# Mathematics for Artificial Intelligence

These lectures are offered in the M1 tracks of the Master Mathematics and Applications of Paris Saclay

### Schedule

Monday 16h15-18h15, room 1A7
Tuesday 10h15-12h15, room 0A2
Part I: September - October
Part II: October - December

### Language

French or English, depending on the audience.

### Prerequisite

Probability theory, linear algebra, convex analysis

### Program

The lectures are intended as an introduction to the mathematical tools involved in the analysis of Machine Learning algorithms.

The course has two parts. A first part is focused on the problem of sequential learning. The mathematical tools involved are mainly probabilistic, with some convexity arguments. The second part covers some questions where matrix analysis and linear algebra play a central role.
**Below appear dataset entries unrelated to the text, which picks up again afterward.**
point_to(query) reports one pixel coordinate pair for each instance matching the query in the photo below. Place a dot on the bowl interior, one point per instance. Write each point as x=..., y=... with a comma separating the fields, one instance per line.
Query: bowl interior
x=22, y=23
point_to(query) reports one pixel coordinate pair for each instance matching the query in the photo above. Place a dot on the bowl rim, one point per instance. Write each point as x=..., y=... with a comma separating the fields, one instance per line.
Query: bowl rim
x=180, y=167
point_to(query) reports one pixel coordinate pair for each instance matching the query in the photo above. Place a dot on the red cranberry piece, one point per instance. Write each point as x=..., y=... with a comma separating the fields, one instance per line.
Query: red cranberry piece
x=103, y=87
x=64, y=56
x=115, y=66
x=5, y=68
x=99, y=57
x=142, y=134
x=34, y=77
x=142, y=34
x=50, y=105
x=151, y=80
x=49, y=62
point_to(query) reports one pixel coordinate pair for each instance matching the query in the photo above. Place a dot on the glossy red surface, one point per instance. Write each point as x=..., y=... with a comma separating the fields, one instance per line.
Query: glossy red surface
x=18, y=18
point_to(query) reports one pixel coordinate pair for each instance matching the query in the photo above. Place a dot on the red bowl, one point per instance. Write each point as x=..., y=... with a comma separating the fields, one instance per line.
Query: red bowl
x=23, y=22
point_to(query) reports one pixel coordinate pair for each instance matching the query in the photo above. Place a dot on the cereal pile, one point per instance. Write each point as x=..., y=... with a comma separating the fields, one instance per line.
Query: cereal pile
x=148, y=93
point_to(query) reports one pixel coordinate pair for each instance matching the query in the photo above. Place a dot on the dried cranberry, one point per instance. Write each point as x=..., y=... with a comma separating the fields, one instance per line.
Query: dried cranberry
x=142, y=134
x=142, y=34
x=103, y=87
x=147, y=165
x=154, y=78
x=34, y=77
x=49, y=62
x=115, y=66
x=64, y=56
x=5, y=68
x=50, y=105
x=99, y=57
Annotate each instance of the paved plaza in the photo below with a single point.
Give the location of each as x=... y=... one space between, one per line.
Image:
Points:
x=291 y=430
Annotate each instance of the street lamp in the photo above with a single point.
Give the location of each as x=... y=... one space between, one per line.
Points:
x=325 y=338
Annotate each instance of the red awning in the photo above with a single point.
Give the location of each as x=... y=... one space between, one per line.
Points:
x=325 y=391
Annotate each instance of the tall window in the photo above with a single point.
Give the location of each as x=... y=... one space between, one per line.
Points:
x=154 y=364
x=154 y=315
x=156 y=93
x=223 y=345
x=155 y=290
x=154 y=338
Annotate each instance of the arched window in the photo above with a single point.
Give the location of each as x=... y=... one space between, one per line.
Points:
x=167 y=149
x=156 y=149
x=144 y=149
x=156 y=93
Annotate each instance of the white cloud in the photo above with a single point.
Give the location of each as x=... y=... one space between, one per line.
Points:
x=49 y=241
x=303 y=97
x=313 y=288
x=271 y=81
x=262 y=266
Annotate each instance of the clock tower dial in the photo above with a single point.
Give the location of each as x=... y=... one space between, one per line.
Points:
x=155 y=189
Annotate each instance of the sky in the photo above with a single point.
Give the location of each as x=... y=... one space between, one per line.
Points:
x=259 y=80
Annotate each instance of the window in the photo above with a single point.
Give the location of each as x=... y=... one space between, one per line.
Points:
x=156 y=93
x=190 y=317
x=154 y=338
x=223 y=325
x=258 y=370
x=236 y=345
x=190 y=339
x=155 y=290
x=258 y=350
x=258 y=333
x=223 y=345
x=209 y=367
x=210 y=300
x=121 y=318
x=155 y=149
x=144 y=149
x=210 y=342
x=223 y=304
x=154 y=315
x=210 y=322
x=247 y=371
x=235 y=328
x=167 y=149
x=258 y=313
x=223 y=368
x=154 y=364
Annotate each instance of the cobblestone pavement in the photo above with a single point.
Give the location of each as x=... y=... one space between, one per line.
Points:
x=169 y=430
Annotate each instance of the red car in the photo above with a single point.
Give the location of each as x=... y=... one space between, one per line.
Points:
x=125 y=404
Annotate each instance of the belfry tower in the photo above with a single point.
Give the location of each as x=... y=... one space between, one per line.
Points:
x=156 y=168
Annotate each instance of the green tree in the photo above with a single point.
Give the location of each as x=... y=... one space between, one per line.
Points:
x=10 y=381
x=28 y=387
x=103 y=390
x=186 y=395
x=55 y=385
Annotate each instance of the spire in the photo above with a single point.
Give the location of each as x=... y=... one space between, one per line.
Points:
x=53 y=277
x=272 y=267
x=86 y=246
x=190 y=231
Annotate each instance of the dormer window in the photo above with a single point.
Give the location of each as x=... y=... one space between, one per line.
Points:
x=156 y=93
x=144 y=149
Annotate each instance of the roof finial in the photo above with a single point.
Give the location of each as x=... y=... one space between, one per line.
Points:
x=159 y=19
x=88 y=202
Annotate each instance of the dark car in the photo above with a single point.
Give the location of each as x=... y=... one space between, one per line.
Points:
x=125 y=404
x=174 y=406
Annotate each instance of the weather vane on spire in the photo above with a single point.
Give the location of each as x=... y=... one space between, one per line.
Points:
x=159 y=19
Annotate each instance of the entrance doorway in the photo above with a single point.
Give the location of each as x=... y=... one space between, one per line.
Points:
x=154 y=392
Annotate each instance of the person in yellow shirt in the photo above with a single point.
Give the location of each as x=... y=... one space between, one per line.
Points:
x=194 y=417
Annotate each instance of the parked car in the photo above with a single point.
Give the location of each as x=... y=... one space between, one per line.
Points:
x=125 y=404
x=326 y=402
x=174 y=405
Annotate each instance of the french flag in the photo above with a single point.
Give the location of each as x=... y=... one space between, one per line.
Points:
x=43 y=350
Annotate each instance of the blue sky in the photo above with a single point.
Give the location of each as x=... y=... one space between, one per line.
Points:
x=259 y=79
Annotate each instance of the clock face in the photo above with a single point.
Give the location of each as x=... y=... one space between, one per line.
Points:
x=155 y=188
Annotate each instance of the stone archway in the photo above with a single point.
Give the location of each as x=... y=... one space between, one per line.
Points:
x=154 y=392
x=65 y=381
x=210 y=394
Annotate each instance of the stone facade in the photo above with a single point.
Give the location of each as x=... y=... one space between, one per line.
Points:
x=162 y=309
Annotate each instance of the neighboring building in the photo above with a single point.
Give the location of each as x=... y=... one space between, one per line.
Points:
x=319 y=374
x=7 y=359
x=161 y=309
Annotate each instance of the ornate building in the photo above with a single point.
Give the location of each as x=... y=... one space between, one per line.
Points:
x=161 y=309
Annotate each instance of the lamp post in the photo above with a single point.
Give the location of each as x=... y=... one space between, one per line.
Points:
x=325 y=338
Part 1: Sequential learning
• Complement on probability: Sub-Gaussian random vector, sub-Exponential random variables, concentration inequalities.
• Sequential learning problems, Stochastic Gradient Optimisation, connection with classical optimisation problems.
• Learning in an unknown environnement. Exploration/exploitation trade-off, Information-Theoretic lower bounds.
Part 2: Matrix analysis for Machine Learning
• Matricial problems in ML: dimension reduction, clustering, community detection.
• Singular value decomposition, matrix norms, perturbation bounds
• Concentration of the operator norm of random matrices, application in ML.

### Evaluation

Mid term exam October, room ??, ??h--??h.
Final exam December, room ??, ??h--??h.
Exercises for the exam: Sections 1.3.1, 2.5, 3.4.3 [including Pinsker inequality for arbitrary probability distributions], 4.4., 5.4.2, 6.4.1, 6.4.2, 7.4.1., 8.4.2

### Discovering more on the topic

For a deeper investigation of the first part, I recommend the M2 course 'Apprentissage et optimisation sequentiels'. For the second part, I recommend the M2 course 'High-dimensional probability and statistics'. Both courses are given in the master program 'mathématiques de l'aléatoire'.

For exploring more widely on mathematics and machine learning, you may have a look at the nice blogs of Sebastien Bubeck and Francis Bach.

### Access

The Institut de Mathématiques d'Orsay is located in Building 307, Orsay campus, 5min walk from RER station Orsay-Ville.